Opening church doors once again is not only for the healing of the congregations though. It's also a community cause.

The goal of Churches Supporting Churches (CSC) is to "restart, reopen, repair or rebuild the churches in order for them to be agents for community development and to recreate their community," said Dr. C. T. Vivian, CSC chair and longtime activist in the civil rights movement, in a released statement.

Churches are appealing for urgent recovery and rebuilding and congregations across the country are being offered the opportunity to help for community recovery.
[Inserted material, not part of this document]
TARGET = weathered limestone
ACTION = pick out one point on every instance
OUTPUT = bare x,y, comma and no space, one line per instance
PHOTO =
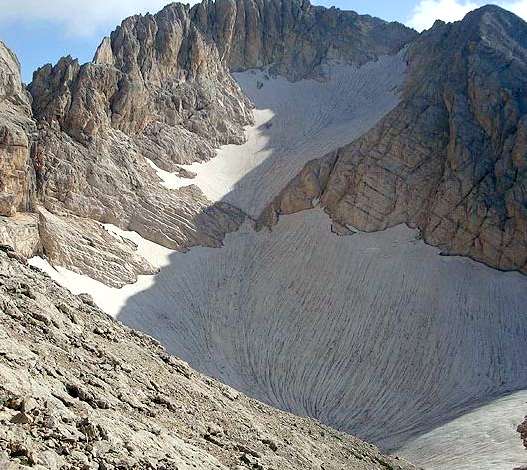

The network of churches in New Orleans will run a yearlong training program in community development to equip pastors and lay leaders for their expanded work as community developers.

Additionally, churches have begun planning affordable housing initiatives as community services such as daycare centers. Church organizations plan to help get the schools, hospitals and other public services back in operation in order to draw back the residents that were displaced by the storm.
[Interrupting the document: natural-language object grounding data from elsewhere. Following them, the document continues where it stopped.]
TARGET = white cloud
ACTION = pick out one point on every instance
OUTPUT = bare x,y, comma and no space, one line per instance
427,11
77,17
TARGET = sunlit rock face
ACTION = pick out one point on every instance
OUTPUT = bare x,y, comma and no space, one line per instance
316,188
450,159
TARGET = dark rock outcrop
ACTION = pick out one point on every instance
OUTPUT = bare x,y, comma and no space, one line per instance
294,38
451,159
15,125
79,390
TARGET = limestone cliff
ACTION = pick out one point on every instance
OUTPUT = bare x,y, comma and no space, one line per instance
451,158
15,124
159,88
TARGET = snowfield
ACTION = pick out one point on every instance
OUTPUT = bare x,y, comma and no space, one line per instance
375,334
"How can we assure that those who wish to return home can do so safely and with security? How can we stand against those landlords who are now charging 1,100 dollars a month in rent for shoddy apartments which used to go for 300 – because housing is so scarce?" These are some of the questions asked to facilitate just rebuilding.

As the Church prepares for Pentecost, the coming of the Holy Spirit after Jesus' ascension, Epting said in a sermon last week at St. James the Less in Scarsdale, N.Y., "Christ ascended into heaven 'that he might fill all things' and, 'according to his promise, he abides with his Church on earth, even to the end of the ages.' Well, I can testify to you that Jesus is abiding with the Church in Louisiana. Our church and all the churches."